Come Christmas, Snyder will have her own office, switchboard not included. After five years of renting Temple Baptist Church’s activity center, Coastal Christian High School is getting a place to call its own.
The interdenominational Christian high school is moving forward with construction on the first phase of its new $3.6 million building on The King’s Highway in Monkey Junction. With 26,000 square feet, it will have space for 340 students in 15 classrooms, two science labs, a library and a gym.

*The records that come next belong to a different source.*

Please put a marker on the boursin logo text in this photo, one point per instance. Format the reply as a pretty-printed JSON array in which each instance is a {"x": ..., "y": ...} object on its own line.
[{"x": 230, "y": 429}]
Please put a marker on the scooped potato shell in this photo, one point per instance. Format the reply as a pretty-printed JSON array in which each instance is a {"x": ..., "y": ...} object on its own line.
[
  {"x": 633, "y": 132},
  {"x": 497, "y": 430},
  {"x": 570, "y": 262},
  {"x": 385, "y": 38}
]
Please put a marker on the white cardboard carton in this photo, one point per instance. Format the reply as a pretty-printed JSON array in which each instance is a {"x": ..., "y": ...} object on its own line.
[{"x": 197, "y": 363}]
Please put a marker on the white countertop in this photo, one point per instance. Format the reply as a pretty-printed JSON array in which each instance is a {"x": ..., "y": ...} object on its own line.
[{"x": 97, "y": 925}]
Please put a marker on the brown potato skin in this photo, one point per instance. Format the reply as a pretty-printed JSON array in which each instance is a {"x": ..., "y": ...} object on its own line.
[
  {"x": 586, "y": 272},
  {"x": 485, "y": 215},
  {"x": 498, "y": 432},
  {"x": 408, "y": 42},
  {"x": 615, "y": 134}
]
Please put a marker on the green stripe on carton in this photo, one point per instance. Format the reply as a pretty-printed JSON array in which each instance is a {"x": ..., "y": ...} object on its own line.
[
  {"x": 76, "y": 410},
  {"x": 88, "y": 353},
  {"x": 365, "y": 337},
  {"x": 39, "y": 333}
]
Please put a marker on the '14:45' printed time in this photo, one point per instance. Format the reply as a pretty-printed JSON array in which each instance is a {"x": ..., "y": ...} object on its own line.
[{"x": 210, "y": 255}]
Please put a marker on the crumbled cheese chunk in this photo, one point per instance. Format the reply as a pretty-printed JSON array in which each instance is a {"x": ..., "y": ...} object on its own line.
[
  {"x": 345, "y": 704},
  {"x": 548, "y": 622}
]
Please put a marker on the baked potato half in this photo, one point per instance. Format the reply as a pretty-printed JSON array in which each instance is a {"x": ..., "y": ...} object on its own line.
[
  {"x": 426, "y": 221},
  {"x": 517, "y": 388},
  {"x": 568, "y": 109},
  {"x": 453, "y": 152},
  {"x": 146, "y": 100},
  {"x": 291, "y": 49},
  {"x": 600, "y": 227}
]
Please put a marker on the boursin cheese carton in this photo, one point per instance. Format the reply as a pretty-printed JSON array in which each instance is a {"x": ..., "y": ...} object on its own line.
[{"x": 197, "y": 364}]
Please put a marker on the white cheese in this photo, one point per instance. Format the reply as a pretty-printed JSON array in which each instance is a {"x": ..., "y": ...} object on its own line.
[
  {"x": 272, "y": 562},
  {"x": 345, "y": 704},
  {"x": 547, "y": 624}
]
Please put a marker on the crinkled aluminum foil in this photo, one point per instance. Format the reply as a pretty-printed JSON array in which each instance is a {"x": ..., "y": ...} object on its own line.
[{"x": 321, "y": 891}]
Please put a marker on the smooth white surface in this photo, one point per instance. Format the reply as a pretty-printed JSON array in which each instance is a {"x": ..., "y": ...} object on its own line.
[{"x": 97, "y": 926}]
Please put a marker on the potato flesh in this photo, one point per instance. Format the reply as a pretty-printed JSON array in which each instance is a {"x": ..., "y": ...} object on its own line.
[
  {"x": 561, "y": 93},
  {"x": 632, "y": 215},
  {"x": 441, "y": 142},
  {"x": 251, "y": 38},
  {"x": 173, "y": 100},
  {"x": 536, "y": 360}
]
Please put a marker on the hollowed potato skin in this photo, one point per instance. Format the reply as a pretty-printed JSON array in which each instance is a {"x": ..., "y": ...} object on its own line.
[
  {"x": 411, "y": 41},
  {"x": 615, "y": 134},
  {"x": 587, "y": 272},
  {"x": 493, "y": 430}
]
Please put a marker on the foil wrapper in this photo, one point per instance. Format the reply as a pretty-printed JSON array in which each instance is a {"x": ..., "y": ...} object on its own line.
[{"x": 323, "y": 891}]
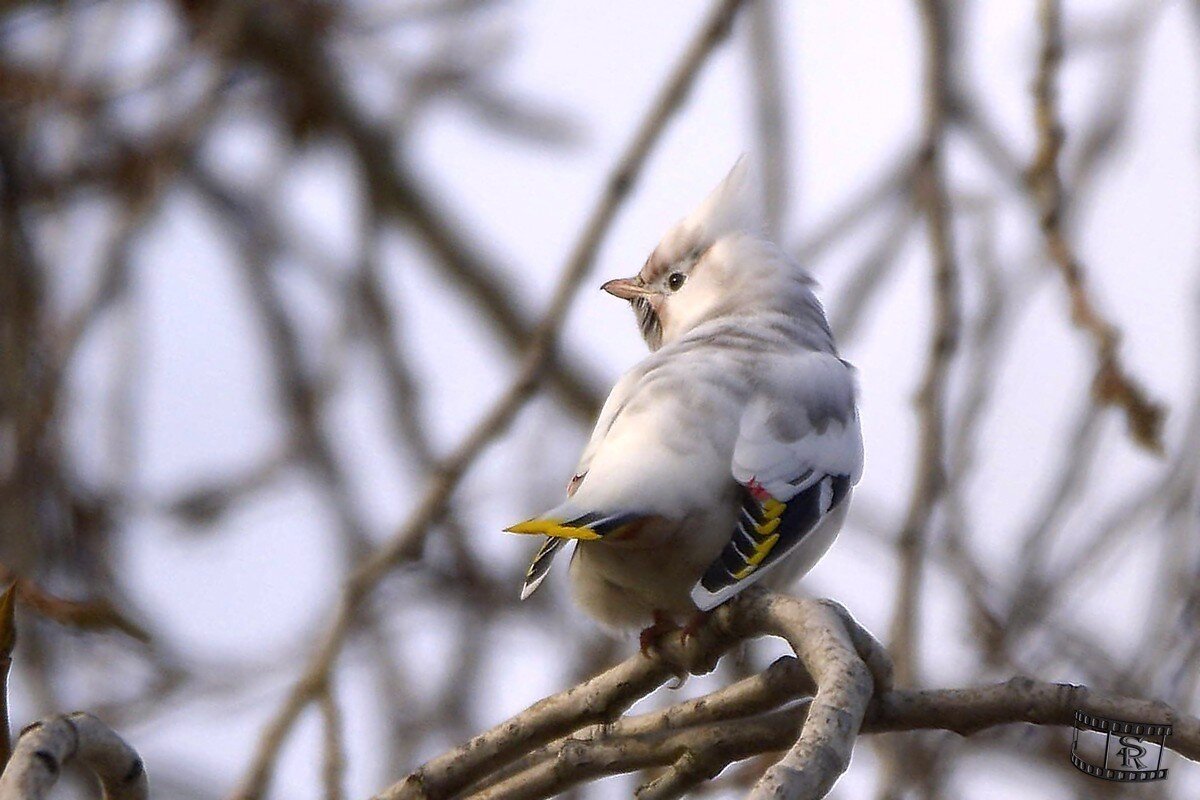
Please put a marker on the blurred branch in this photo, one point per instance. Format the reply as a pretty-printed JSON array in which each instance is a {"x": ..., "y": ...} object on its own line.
[
  {"x": 774, "y": 146},
  {"x": 96, "y": 614},
  {"x": 407, "y": 541},
  {"x": 297, "y": 58},
  {"x": 46, "y": 747},
  {"x": 934, "y": 200},
  {"x": 1111, "y": 384},
  {"x": 7, "y": 643}
]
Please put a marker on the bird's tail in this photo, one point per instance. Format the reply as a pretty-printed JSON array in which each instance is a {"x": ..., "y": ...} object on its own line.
[
  {"x": 540, "y": 565},
  {"x": 568, "y": 522}
]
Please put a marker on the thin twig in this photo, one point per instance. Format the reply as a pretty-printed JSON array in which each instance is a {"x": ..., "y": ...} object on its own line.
[
  {"x": 7, "y": 643},
  {"x": 1111, "y": 384}
]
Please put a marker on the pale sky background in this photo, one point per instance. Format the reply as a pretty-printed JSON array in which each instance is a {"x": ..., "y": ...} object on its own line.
[{"x": 263, "y": 587}]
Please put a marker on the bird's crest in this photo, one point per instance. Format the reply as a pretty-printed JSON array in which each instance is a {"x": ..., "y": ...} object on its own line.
[{"x": 730, "y": 208}]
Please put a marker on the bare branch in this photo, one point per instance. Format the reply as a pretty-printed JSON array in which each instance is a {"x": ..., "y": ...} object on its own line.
[
  {"x": 46, "y": 747},
  {"x": 1111, "y": 384}
]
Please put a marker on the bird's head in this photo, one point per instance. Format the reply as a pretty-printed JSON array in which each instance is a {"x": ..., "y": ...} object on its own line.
[{"x": 713, "y": 263}]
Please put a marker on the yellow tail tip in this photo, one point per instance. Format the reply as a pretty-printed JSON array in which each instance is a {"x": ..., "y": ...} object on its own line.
[{"x": 551, "y": 528}]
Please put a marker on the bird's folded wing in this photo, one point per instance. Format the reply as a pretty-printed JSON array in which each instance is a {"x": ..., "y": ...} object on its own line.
[{"x": 798, "y": 452}]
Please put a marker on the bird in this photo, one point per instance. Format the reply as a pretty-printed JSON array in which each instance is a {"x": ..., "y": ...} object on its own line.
[{"x": 726, "y": 456}]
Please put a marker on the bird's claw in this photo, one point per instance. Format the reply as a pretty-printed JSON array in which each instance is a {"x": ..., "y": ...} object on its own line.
[{"x": 649, "y": 638}]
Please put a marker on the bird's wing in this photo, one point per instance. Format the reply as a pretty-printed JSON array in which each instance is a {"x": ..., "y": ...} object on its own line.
[
  {"x": 612, "y": 408},
  {"x": 798, "y": 452}
]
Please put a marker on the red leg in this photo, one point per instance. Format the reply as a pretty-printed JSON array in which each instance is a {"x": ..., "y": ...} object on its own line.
[
  {"x": 648, "y": 638},
  {"x": 694, "y": 624}
]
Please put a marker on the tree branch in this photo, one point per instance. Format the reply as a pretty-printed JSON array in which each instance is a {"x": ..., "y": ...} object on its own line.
[{"x": 46, "y": 747}]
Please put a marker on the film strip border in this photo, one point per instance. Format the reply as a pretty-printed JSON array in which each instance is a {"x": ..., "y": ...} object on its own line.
[
  {"x": 1122, "y": 728},
  {"x": 1131, "y": 776}
]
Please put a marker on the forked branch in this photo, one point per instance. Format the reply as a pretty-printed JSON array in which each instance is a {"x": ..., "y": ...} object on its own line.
[{"x": 810, "y": 707}]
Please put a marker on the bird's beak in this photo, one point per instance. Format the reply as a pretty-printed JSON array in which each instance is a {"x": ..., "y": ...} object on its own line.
[{"x": 627, "y": 289}]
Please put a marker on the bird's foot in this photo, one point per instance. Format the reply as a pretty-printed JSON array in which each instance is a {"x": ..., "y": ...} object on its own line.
[{"x": 648, "y": 639}]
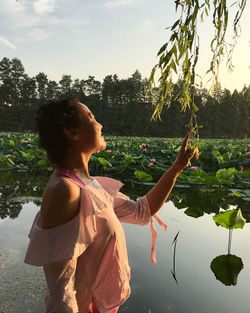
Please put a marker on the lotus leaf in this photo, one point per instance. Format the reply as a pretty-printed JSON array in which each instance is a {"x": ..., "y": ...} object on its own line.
[
  {"x": 226, "y": 268},
  {"x": 230, "y": 219}
]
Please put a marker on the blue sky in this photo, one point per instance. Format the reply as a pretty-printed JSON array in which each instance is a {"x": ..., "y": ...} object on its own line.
[{"x": 102, "y": 37}]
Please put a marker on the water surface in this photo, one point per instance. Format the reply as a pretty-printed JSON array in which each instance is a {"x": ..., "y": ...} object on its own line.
[{"x": 195, "y": 288}]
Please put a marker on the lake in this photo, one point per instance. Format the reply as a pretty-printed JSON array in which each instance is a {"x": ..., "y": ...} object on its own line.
[{"x": 181, "y": 282}]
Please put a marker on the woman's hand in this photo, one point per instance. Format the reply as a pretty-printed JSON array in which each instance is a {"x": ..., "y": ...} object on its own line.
[{"x": 183, "y": 157}]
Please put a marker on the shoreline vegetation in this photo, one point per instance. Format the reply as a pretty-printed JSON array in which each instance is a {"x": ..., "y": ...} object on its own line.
[{"x": 226, "y": 114}]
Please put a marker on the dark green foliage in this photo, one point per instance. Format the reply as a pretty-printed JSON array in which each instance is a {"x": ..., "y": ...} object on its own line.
[
  {"x": 226, "y": 268},
  {"x": 121, "y": 105}
]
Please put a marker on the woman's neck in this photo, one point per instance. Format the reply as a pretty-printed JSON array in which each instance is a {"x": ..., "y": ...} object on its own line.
[{"x": 77, "y": 164}]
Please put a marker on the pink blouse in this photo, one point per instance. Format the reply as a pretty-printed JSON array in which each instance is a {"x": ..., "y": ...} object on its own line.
[{"x": 87, "y": 257}]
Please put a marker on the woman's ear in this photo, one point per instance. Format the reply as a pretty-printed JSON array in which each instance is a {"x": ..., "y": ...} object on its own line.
[{"x": 71, "y": 134}]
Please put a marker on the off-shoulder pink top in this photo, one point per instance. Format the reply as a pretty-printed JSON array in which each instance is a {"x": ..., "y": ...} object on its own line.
[{"x": 87, "y": 257}]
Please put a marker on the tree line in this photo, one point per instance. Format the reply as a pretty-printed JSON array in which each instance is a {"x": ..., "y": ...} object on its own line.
[{"x": 122, "y": 105}]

Coastal Christian has been renting Temple Baptist’s activity center since the high school opened with 42 students in 2006, said Brenda McCombie, project manager for the new facility. But with about 190 students enrolled now and an anticipated 240 for the 2012-13 school year, they’re too big for the six-classroom activity center. Students will make the move to the new building by the 2012 holiday season, McCombie said.
The school ran a capital campaign to raise $1.2 million for the first phase of the new facility. Most of the gifts came from students’ parents, but a few members of the community also donated money, McCombie said. The school is borrowing the remaining $2.4 million.
The school is also building baseball and softball fields on land it’s leasing from Myrtle Grove Presbyterian Church, its future next-door neighbor. Both the school and the church will be able to use the fields, and they’ll share the maintenance work, McCombie said. Myrtle Grove also donated 3.7 acres of land to the school for the new building.
Future phases of the school’s facilities will include a cafeteria, tennis courts and an aquatic center. Once they’re fully built, the new facilities will be able to accommodate 400 students.
Coastal Christian felt growing pains by its third year, bringing in a trailer to add two classrooms. Two more trailers with two more classrooms came the next year, and this fall, the high school had a waiting list for the first time, McCombie said.
Some employees, like math teacher Melissa Medlin, don’t have their own classrooms. Instead, Medlin rolls her black-and-purple bag of supplies from room to room and shares a desk in the affectionately named teachers’ cave (it’s too small to earn the title of lounge). But Medlin doesn’t mind.
“We’re such a family,” she said. “We always use each other’s stuff.”